Funny, but as a former English teacher, you’d think I’d have figured out the importance of editing and revision and revising again. You’d think I’d have known that the first draft is just that, a draft. And when the critiques started coming in, I thought I was done for. Not that the premise wasn’t good (I was told it was), not that the characters weren’t believable (I was told they were), but I used too much passive voice, I tense shifted and there were some holes in the plotline.

A few agents really liked it, but the market trend couldn’t support it. Some were not fond of the way I told the story. I queried and queried my way to 57 flat out rejections and a number of partial and full requests that didn’t pan out. But along the way I got some great criticism and pointers and I made the story better. Then, on a whim, I trolled the SavvyAuthors website and signed up for a three line pitch to editor Lauri Wellington and I did a happy dance when she requested my full manuscript.

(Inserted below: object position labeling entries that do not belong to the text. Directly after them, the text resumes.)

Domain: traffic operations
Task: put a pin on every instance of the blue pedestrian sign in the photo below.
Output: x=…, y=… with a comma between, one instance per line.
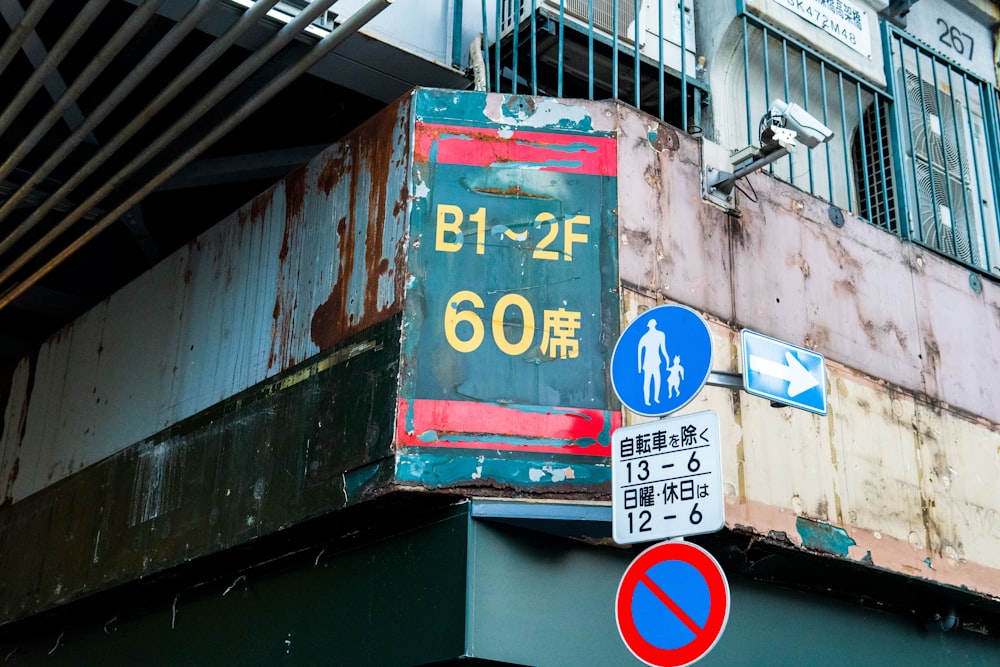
x=661, y=360
x=783, y=373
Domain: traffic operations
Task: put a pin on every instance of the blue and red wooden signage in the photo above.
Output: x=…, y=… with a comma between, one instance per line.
x=672, y=604
x=512, y=306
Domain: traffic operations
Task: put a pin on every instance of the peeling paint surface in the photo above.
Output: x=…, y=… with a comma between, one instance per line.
x=315, y=259
x=512, y=307
x=901, y=474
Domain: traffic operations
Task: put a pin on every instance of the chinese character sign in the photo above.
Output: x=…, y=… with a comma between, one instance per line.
x=667, y=479
x=513, y=261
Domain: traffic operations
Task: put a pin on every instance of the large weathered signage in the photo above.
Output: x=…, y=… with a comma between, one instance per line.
x=512, y=306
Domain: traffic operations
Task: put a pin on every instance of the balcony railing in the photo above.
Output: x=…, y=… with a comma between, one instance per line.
x=919, y=158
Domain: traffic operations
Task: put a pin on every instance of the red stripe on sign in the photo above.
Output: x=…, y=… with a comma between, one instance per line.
x=471, y=425
x=506, y=147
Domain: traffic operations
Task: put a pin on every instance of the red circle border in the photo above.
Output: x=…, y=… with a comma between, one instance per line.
x=718, y=615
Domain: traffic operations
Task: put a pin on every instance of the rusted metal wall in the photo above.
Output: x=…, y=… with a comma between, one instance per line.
x=433, y=302
x=312, y=261
x=245, y=384
x=901, y=474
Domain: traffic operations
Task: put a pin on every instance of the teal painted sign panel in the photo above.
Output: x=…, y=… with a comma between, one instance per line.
x=512, y=310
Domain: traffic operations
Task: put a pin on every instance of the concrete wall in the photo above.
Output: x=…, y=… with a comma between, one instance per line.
x=902, y=472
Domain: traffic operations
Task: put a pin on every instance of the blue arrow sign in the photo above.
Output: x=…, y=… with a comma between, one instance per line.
x=783, y=373
x=661, y=360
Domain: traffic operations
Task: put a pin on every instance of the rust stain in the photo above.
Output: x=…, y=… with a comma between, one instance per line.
x=282, y=324
x=295, y=198
x=374, y=154
x=326, y=319
x=261, y=203
x=512, y=191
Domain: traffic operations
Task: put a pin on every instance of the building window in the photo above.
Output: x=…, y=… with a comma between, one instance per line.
x=945, y=159
x=764, y=64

A month later, she responded that she loved the story and the concept but it moved too slowly but I could resubmit if I revised. I informed her I sent her a revision that was based on the opinions of agents, authors and peers but I had the original (cleaned up, of course) and I was sending it in to see if it was more of what she was looking for. And guess what? It was! One caveat, I had to revise the manuscript into past tense. Easy peasy, right? Wrong.

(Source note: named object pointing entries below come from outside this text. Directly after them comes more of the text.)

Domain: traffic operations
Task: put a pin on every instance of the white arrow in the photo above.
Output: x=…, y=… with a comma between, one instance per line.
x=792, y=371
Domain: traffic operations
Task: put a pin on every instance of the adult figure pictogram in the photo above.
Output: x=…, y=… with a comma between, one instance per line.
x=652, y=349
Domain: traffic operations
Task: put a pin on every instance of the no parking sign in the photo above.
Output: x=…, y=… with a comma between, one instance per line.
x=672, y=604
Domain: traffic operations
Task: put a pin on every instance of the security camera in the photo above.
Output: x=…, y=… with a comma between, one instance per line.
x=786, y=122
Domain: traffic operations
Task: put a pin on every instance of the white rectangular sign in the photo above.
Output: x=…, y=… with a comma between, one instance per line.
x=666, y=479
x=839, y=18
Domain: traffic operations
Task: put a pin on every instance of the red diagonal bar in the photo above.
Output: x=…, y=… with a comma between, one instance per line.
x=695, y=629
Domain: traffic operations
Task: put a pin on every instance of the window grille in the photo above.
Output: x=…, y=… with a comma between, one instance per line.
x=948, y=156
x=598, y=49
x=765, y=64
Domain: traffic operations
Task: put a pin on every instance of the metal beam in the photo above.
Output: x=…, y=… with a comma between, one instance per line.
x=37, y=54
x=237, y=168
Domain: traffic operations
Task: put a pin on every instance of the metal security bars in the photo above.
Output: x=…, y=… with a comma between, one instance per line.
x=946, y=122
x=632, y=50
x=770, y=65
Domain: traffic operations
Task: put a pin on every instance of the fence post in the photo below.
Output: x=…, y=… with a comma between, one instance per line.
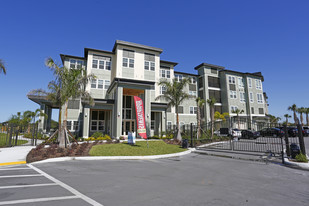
x=301, y=139
x=287, y=144
x=191, y=128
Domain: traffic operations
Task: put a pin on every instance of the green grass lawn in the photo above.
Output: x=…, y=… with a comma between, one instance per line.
x=139, y=149
x=3, y=140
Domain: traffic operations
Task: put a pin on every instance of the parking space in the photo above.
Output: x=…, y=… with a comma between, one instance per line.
x=28, y=185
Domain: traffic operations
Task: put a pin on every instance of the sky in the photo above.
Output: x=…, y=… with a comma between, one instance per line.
x=270, y=36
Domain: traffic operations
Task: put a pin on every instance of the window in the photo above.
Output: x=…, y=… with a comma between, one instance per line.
x=258, y=84
x=233, y=94
x=214, y=71
x=250, y=82
x=215, y=94
x=165, y=73
x=242, y=97
x=150, y=62
x=76, y=64
x=128, y=58
x=260, y=98
x=251, y=97
x=162, y=90
x=213, y=82
x=234, y=108
x=97, y=121
x=193, y=110
x=240, y=82
x=101, y=62
x=231, y=80
x=178, y=77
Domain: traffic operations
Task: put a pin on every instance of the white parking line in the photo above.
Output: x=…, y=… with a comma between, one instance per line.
x=22, y=168
x=37, y=200
x=21, y=186
x=10, y=176
x=72, y=190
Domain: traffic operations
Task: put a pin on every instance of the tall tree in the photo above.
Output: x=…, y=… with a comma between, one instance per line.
x=238, y=112
x=287, y=116
x=211, y=102
x=2, y=67
x=293, y=108
x=306, y=111
x=174, y=95
x=199, y=102
x=301, y=110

Revising into past tense from present is line editing your entire novel. And it kinda stinks. By the end, I thought my eyes were gonna start bleeding and pop out onto my keyboard. But you know what? That little “exercise” tightened up what was loose, filled in any plot holes that might’ve still been there and forced me to realize I could be a better writer.

The road to publication can be long. It can be a hop, skip and a jump from your first query. Nothing in publication is set in stone. The market is always changing. And the biggest thing I learned is that it’s all subjective. Agents A-Y may pass but all you need is Agent or Editor Z to believe in you as much as you believe in yourself. And I believe in my first novel. And I am happy that Black Opal Books does too. I hope you do, as well.